Urban pathways of biocides towards surface waters during dry and wet weathers: Assessment at the Paris conurbation scale

[Display omitted] •18 biocides used in buildings and domestic activities were monitored in urban waters.•Quantification in both dissolved and particulate fractions of WWTP and CSO samples.•Poor WWTP removals were observed for most of the biocides except isothiazolinones.•In CSOs, most of the biocides came from both wastewater and stormwater.•Annual mass loads discharged in the Seine River were higher for WWTPs than CSOs. Eighteen biocides used in building materials and domestic products were monitored in wastewater treatment plants (WWTPs) during dry weather and in combined sewer overflows (CSOs) during wet weather in the Paris conurbation. The aims of this study were to (i) acquire data on biocides in urban waters, which are very scarce up to now, (ii) identify their origins in CSOs with the perspective of reducing these contaminants at source, and (iii) compare and rank biocide pathways to the river (dry vs. wet weather) at the annual and conurbation scales. The results showed the ubiquity of the 18-targeted biocides in WWTP waters and CSOs. High concentrations of methylisothiazolinone, benzisothiazolinone (0.2−0.9 μg/L) and benzalkonium C12 (0.5−6 μg/L) were measured in wastewater. Poor WWTP removals (< 50 %) were observed for most of the biocides.

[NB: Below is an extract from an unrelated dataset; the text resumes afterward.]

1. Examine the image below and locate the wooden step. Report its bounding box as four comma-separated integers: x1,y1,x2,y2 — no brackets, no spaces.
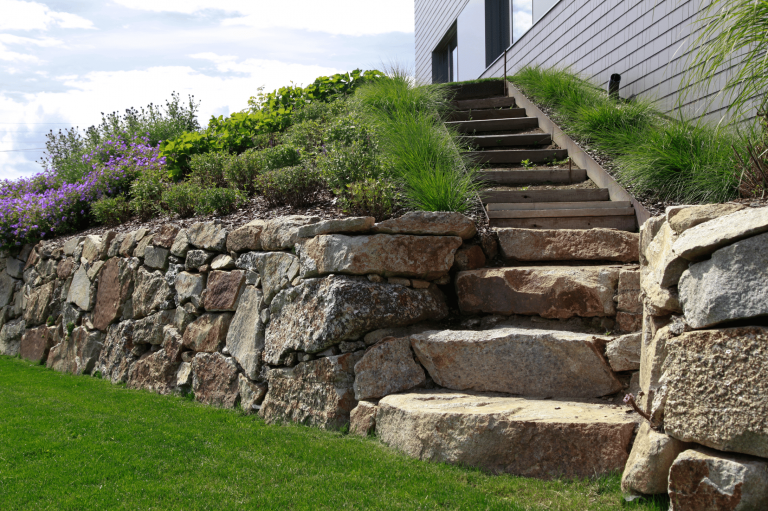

Both wastewater (mainly domestic uses) and stormwater (leaching from building materials) contributed to the CSO contamination. However, benzisothiazolinone mainly came from wastewater whereas diuron, isoproturon, terbutryn, carbendazim, tebuconazole, and mecoprop mainly came from stormwater. Annual mass loads discharged by WWTPs and CSOs into the Seine River were estimated using a stochastic approach (Monte Carlo simulations) at the conurbation scale and showed that WWTP discharges are the major entry pathway.